Neighbourhood Watch began life over 40 years ago, with neighbours coming together to watch out for each other and improve their communities. Since then, it has helped people to build more vibrant neighbourhoods, with a central focus on preventing crime. Neighbourhood Watch is no longer only limited to street schemes. A concrete example of this is the charity’s Community Safety Charter, which enables local people and businesses to stand up against crimes in public spaces such as antisocial behaviour, hate crime, intimidation, and harassment.
Carole Atkinson, Neighbourhood Watch Coordinator in the London Borough of Richmond, said:
“I am proud to be part of Neighbourhood Watch because it enables our community to be better connected, feel safer and confident to know what to do. I like that I can support my neighbours and advise them when they ask for help around crime or safety.”
Neighbourhood Watch has recently adopted a new logo, termed the ‘today’ logo, as an alternative to their ‘traditional’ logo, which was refreshed in 2017. Both logos have the same recognisable yellow roundel to ensure they retain their incredible 95% brand recognition across England and Wales.
Their ‘traditional’ logo shows the fantastic relationship between the police and the community which, in some areas, Neighbourhood Watch groups are central to enhancing.
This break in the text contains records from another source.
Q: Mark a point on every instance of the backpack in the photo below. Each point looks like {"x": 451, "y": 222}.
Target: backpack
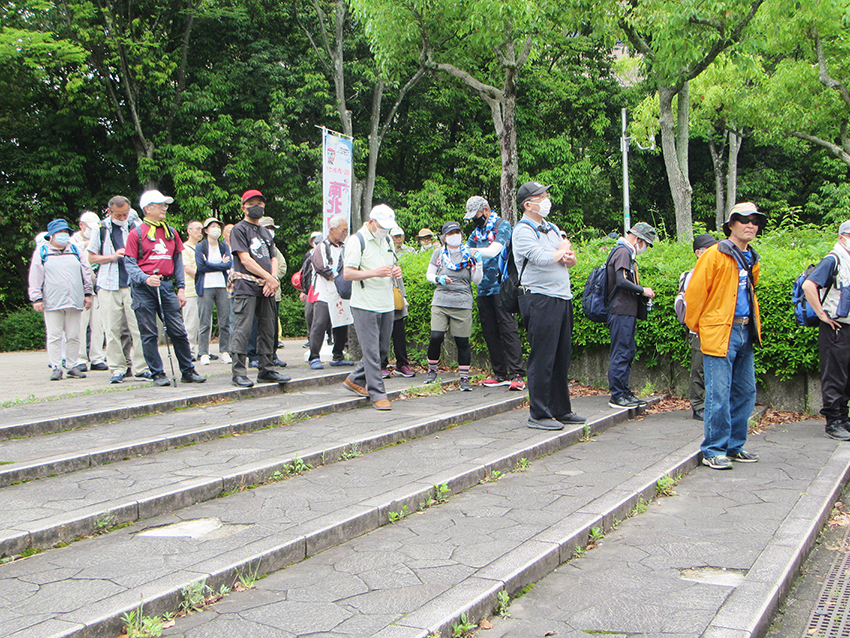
{"x": 44, "y": 254}
{"x": 509, "y": 278}
{"x": 594, "y": 299}
{"x": 804, "y": 314}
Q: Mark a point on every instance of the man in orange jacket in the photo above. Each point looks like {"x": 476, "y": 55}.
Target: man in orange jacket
{"x": 723, "y": 310}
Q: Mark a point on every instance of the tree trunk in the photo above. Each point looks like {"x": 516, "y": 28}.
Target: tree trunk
{"x": 680, "y": 188}
{"x": 735, "y": 140}
{"x": 719, "y": 183}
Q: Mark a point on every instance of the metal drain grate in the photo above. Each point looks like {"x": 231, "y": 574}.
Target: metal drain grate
{"x": 831, "y": 617}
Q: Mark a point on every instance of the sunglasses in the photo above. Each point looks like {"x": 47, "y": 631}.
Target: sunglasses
{"x": 753, "y": 219}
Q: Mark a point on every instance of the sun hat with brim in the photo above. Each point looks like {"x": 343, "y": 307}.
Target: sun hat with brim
{"x": 644, "y": 231}
{"x": 252, "y": 193}
{"x": 384, "y": 215}
{"x": 154, "y": 197}
{"x": 530, "y": 189}
{"x": 744, "y": 209}
{"x": 57, "y": 225}
{"x": 475, "y": 205}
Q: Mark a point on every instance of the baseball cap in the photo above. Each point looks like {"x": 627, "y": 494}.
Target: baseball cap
{"x": 154, "y": 197}
{"x": 704, "y": 241}
{"x": 252, "y": 193}
{"x": 89, "y": 218}
{"x": 530, "y": 189}
{"x": 449, "y": 227}
{"x": 55, "y": 226}
{"x": 475, "y": 204}
{"x": 744, "y": 209}
{"x": 644, "y": 231}
{"x": 384, "y": 215}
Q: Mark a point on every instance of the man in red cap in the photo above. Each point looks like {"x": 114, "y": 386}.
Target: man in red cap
{"x": 254, "y": 281}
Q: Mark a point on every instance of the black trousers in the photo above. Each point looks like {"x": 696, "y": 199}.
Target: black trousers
{"x": 834, "y": 350}
{"x": 549, "y": 322}
{"x": 501, "y": 335}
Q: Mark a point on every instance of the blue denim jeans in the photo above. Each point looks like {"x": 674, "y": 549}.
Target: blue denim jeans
{"x": 730, "y": 395}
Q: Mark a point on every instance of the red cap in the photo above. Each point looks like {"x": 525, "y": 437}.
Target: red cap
{"x": 252, "y": 193}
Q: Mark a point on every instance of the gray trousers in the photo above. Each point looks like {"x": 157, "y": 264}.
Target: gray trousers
{"x": 221, "y": 300}
{"x": 244, "y": 309}
{"x": 696, "y": 388}
{"x": 374, "y": 331}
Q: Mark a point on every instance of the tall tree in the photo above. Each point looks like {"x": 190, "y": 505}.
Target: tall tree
{"x": 678, "y": 41}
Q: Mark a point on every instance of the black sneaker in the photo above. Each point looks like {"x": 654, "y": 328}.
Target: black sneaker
{"x": 160, "y": 380}
{"x": 837, "y": 430}
{"x": 622, "y": 402}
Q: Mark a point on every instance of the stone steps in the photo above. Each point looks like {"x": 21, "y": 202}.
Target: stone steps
{"x": 85, "y": 588}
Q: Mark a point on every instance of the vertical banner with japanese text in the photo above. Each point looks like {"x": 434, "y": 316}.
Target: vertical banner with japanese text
{"x": 336, "y": 177}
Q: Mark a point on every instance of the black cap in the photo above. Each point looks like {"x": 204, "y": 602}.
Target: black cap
{"x": 449, "y": 227}
{"x": 704, "y": 241}
{"x": 530, "y": 189}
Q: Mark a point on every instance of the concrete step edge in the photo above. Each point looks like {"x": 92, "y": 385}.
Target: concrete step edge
{"x": 324, "y": 532}
{"x": 68, "y": 526}
{"x": 139, "y": 408}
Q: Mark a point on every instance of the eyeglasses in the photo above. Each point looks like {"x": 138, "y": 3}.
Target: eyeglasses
{"x": 746, "y": 220}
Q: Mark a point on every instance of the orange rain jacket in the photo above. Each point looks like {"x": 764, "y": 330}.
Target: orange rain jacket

The retro figures hint at the longevity of Neighbourhood Watch – which has been established within communities for over 40 years. Some areas may prefer to continue to use this logo as it best represents their group.
Neighbourhood Watch’s ‘today’ logo was born out of overwhelmingly positive feedback from the temporary 40th-anniversary logo, launched in 2022 for that year only. It shows three figures in the refreshed core colours and represents a celebration of diversity.
Members of the public have said that the main barriers to them joining their local Neighbourhood Watch scheme were threefold: they were unsure whether there was a group in their area, they didn’t know who else was involved, or simply they hadn’t been asked to join. The campaign aims to address these reservations, particularly amongst the charity’s underrepresented groups, including 25 to 40-year-olds and those in high-crime areas.
To reach a younger audience, the charity has recruited a young people’s project worker and a young trustee, as well as established a presence on Instagram. Its Lookout Magazine, co-developed with student writers, raised students’ awareness of topics such as drink spiking, keeping safe on a night out, cybersecurity, and mental health. As a result of these actions, between 2020 and 2021, four times as many 18 to 24-year-olds visited the Neighbourhood Watch website compared to the previous year.
It is hoped that the BETTER PLACE TO LIVE campaign will see a similar surge in participation and membership.